I know this is an older thread, but aside from basic exam skills, setting boundaries, and consent I had a few thoughts for the general good:
- Get to know your play partner a little bit as a human being. Admittedly, exam play is a very sexual experience for most of us, but I think it helps to build some trust and comfort level if each of you at least as a basic level of familiarity. I’m not saying you each have to know the other’s darkest secrets (unless it’s med-fet, then lol), but make some effort to be personable.
- To build off my first comment, get an idea of their experience level from a fetish or sexual standpoint. For a younger, new person to medical play or just learning about themselves sexually, it could be a very overwhelming experience at first. Not saying it will, but the play doctor really be considerate that a newbie may have very intense feelings they’ve never had to process before. Giving some space to check in with the patient or moments that the patient can decompress if needed and communicate their headspace would be good.

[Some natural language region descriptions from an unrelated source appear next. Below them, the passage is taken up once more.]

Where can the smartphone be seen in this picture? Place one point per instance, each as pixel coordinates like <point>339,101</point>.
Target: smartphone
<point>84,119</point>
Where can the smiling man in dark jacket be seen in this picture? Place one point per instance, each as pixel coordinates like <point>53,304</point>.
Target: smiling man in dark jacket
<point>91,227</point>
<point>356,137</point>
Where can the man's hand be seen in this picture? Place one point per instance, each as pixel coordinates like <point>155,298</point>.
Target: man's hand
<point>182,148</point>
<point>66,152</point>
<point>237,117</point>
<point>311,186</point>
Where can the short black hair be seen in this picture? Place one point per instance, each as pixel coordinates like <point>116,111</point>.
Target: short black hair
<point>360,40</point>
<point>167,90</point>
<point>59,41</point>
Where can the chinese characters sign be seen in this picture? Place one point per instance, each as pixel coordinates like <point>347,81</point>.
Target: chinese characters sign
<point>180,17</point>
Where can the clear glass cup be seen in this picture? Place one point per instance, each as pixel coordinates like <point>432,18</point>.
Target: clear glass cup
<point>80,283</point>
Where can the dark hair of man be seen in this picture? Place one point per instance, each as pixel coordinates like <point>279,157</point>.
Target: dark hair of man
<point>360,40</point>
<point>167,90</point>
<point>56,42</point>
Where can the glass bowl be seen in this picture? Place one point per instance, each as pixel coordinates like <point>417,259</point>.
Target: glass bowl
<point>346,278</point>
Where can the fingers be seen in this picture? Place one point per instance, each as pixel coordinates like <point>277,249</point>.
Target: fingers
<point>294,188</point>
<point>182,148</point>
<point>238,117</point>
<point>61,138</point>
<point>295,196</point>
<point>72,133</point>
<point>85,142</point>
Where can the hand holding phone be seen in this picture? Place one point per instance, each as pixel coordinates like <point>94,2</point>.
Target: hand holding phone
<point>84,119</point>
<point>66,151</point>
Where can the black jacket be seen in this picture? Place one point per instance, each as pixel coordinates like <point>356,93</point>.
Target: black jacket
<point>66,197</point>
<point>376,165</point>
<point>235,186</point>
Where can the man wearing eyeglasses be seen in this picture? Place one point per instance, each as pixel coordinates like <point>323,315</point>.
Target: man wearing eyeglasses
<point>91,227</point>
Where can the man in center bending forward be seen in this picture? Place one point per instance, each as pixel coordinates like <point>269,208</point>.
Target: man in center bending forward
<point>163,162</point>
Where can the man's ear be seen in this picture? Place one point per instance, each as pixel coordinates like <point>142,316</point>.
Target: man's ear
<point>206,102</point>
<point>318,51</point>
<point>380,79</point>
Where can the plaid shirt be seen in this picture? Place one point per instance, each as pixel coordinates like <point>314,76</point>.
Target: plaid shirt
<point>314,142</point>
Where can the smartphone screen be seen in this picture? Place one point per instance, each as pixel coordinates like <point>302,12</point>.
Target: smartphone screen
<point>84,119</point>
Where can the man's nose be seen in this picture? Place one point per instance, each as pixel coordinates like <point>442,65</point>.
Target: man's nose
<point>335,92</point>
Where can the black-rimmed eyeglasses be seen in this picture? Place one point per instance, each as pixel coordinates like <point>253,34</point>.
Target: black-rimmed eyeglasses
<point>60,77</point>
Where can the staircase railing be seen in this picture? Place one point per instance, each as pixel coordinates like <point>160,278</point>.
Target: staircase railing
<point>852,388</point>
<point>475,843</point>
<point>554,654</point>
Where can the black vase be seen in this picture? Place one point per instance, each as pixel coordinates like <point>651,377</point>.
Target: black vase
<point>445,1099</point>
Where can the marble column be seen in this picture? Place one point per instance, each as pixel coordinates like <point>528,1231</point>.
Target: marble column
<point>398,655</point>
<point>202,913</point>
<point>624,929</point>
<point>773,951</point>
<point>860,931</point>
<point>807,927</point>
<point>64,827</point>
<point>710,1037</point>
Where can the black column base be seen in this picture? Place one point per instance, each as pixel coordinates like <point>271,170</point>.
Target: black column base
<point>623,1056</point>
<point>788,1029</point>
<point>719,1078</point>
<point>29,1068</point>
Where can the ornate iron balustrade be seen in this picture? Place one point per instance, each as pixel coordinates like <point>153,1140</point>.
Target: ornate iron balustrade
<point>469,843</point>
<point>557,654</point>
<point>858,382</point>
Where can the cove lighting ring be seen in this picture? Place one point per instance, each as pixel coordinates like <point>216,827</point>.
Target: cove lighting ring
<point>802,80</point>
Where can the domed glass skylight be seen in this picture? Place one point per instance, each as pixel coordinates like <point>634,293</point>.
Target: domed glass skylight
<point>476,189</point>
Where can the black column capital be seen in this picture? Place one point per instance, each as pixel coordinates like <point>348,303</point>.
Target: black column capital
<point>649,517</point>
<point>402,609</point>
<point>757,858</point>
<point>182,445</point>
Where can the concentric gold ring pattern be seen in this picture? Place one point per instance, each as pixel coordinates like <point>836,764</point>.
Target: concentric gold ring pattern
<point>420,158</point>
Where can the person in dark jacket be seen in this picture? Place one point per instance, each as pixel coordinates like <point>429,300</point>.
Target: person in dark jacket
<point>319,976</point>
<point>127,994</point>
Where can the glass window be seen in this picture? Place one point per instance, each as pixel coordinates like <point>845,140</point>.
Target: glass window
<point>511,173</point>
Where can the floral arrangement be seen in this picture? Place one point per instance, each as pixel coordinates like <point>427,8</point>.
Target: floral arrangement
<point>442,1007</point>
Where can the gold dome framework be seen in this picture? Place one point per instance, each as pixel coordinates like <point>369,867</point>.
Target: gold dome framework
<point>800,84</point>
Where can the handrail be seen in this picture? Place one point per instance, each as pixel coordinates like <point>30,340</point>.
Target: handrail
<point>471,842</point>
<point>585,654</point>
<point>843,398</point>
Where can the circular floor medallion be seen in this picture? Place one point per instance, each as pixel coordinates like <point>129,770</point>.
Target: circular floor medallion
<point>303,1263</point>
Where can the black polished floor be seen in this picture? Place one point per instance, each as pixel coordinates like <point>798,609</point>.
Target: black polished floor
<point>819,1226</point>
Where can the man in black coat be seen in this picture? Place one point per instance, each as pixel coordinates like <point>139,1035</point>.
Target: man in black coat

- Additionally, medical play may be a person’s first time engaging sexually with someone of the same gender. Keep in mind they may be just curious about their sexuality, in the closet, or maybe they don’t care either way and just enjoy fetish play. I think a good play doctor should acknowledge this can be a big thing for some folks and give the patient an opportunity to talk about how they feel about it leading into the exam. Again, check in with the patient during the exam periodically how they are doing and be willing to adjust things accordingly.